Hidden Cost of Giving Options

You’ve just had a great discovery call. The prospect leaned in, asked follow-up questions, practically finishing your sentences. You sent a proposal with three options and waited.

They chose the middle one.

You’re not devastated. The middle one is fine. You’ll do great work. But you know they really needed the top one based on everything they shared about what’s important to them. And now you’re going to deliver without the scope that would have made the outcome exceptional.

What happened?

When you present three options, buyers understand that all three solve the problem. If one of them wouldn’t address their needs, you wouldn’t have proposed it in the first place. So when you lay out three options, what they hear is: any of these will get you there, pick the one that feels right. When people are told any choice is acceptable, they often take the cheaper one.

The message sent the wrong signal. Presenting options can be an abdication of leadership.

You know more about what they need than they do. If you didn’t, they wouldn’t be considering hiring you in the first place. Handing them a menu feels client-centered, but it puts a critical decision in the hands of someone less equipped than you to choose the right option.

When a client picks a lower option, you often end up delivering pieces of the scope they didn’t buy because you know a great outcome requires it. They get a free upgrade, and you absorb the cost.

The alternative is a single recommendation, not a menu. One answer tied directly to what they told you in the sales conversation.

Based on everything you shared, here’s what I recommend. Here’s why I think it’s the best fit for you. You said X mattered and Y mattered. This is the best way to address both. The investment is $58,000.

And then:

If you feel I’ve missed the mark on what’s important, or there’s a budget issue, let me know. There are ways we can peel back some cost by revisiting the scope, but that will sacrifice some of what you shared was important. I want to make sure we’re not cutting the things that will actually drive the result you’re after.

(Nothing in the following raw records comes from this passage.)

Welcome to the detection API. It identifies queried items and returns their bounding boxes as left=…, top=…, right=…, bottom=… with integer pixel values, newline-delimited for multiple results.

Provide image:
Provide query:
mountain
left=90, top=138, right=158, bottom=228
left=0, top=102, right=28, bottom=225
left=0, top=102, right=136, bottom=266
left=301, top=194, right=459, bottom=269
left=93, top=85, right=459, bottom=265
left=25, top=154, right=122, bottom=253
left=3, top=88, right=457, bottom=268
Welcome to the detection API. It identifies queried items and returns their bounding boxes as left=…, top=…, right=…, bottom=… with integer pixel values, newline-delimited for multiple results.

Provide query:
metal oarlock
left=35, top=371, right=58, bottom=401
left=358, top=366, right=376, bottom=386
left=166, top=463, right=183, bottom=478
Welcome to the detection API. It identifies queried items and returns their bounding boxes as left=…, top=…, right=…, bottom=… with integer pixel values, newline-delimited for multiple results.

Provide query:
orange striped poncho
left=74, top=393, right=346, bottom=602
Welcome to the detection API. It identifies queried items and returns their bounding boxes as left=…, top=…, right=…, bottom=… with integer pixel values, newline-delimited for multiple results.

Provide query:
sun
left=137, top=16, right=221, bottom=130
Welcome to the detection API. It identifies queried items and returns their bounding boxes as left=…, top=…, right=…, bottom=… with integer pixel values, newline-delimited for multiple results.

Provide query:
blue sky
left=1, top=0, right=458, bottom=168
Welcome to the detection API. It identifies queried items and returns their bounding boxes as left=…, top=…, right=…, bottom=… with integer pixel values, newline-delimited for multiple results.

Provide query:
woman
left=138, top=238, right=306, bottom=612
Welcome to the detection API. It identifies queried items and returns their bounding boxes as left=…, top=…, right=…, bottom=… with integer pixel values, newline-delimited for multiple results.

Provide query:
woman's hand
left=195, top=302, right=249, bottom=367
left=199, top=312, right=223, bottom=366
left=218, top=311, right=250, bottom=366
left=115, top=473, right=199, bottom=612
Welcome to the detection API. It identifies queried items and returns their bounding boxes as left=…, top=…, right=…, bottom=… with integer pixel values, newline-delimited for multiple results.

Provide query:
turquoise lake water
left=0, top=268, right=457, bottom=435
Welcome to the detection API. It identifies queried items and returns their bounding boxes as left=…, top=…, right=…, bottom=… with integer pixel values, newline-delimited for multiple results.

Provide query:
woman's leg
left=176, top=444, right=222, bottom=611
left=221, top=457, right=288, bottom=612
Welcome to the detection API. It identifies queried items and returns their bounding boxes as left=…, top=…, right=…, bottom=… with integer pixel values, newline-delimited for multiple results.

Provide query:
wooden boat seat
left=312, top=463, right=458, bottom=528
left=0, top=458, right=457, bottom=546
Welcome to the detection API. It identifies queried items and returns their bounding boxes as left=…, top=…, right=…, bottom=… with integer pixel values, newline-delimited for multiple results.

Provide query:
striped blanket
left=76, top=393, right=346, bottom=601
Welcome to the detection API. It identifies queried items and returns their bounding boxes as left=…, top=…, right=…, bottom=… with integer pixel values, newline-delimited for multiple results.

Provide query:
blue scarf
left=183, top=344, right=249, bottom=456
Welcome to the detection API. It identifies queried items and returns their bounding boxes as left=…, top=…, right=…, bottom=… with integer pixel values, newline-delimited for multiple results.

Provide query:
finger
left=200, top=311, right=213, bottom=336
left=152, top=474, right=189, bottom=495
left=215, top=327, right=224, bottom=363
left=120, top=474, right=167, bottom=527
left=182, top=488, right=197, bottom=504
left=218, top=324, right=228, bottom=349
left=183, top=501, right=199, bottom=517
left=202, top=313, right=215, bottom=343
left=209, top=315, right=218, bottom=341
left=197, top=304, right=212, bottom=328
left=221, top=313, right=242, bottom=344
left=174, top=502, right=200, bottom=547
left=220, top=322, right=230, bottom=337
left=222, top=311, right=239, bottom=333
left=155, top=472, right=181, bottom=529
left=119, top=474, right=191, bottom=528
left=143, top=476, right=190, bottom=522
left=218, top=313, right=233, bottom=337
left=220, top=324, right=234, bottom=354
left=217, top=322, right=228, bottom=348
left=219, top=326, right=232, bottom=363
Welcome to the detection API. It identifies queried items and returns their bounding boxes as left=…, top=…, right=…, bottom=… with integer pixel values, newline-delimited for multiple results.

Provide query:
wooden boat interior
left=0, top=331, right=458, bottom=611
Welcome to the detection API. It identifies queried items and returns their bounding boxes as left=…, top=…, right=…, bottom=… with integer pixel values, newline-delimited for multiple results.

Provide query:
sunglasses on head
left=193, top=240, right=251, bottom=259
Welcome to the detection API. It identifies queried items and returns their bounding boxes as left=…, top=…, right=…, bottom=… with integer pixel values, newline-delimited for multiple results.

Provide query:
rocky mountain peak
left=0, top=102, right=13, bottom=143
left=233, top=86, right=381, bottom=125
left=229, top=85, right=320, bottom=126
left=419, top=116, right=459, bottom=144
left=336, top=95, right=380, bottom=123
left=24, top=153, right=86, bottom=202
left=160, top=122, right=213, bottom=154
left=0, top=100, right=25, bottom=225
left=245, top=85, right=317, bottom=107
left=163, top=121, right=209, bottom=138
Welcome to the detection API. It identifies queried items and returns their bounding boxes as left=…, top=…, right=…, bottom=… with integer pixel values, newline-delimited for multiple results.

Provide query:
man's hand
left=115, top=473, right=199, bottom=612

You’ve tied the price to their stated priorities and left room for descoping without offering a discount. And you’ve set up any pushback as a problem you solve together.

When they come back at $45,000, you’re ready:

We can look at something in that range. What comes off the table is the board interviews, and in our first call, you said stakeholder alignment was your biggest concern going in. Is that still true, or has something changed?

When the trust is there, the price conversation is often secondary. You don’t need options to make them feel confident in your ability to help them.